La cultura grafica europea a partire dal Neoclassicismo aveva distillato grandi interpreti dei poemi omerici, primo fra tutti John Flaxman le cui illustrazioni, dal contorno quasi cesellato e privo di volume e di profondità, determinarono fra la fine del Settecento e i primi del XIX secolo una rivoluzione dell’incisione e del disegno. La suggestione della tecnica flaxmaniana, senza chiaroscuri, avrà una rapida diffusione in tutta Europa stimolando ulteriori versioni incise dei poemi omerici, specialmente in ambito tedesco, la cui eco è riscontrabile in alcune incisioni del principale protagonista della grafica simbolista europea: Max Klinger. Il suo approccio al mito, in cui le suggestioni fantastiche coesistevano con le tendenze realistiche, influenzò intere schiere di incisori come Otto Greiner, ma anche oltre i confini germanici come ad esempio gli artisti italiani.

La formidabile capacità di approfondimento e analisi del dato oggettivo tipica della linea tedesca aveva infatti marcato lo sviluppo di autori come Duilio Cambellotti e il suo cenacolo di allievi.

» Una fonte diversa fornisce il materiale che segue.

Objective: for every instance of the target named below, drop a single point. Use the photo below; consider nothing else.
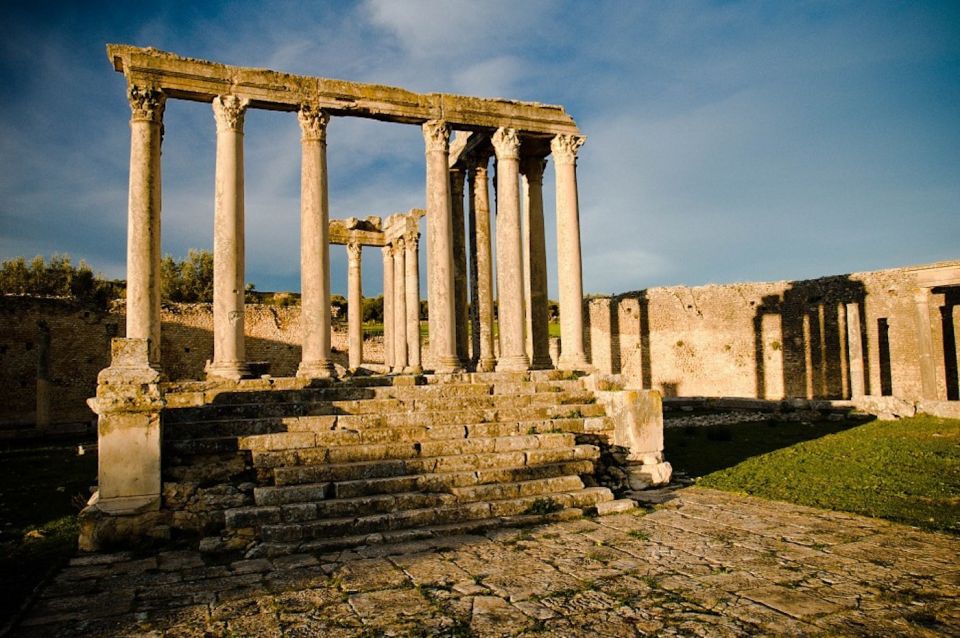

Anche Adolfo De Carolis, che impresse alla grafica italiana la sua impronta dominante, predilesse la mitologia greca anziché latina costituendo un repertorio organico costellato di nudi muliebri e maschili, guerrieri trasfigurati in eroiche comparse di tempi mitici traducendo in immagini quella nuova esegesi dell’antico che aveva preso le mosse grazie a Gabriele d’Annunzio e al suo poema Maia.

La maggior parte degli artisti europei tra Ottocento e Novecento perseguì però un approccio rabdomantico alle fonti classiche traducendo graficamente la narrazione omerica in una immagine stereotipata della grecità. Tracciando una sorta di geografia iconografica le avventure di Ulisse rivestirono infatti un ruolo relativamente defilato, suscitando una serie di reazioni profondamente individuali basate sull’eco della ricezione di Omero nelle diverse aree nazionali.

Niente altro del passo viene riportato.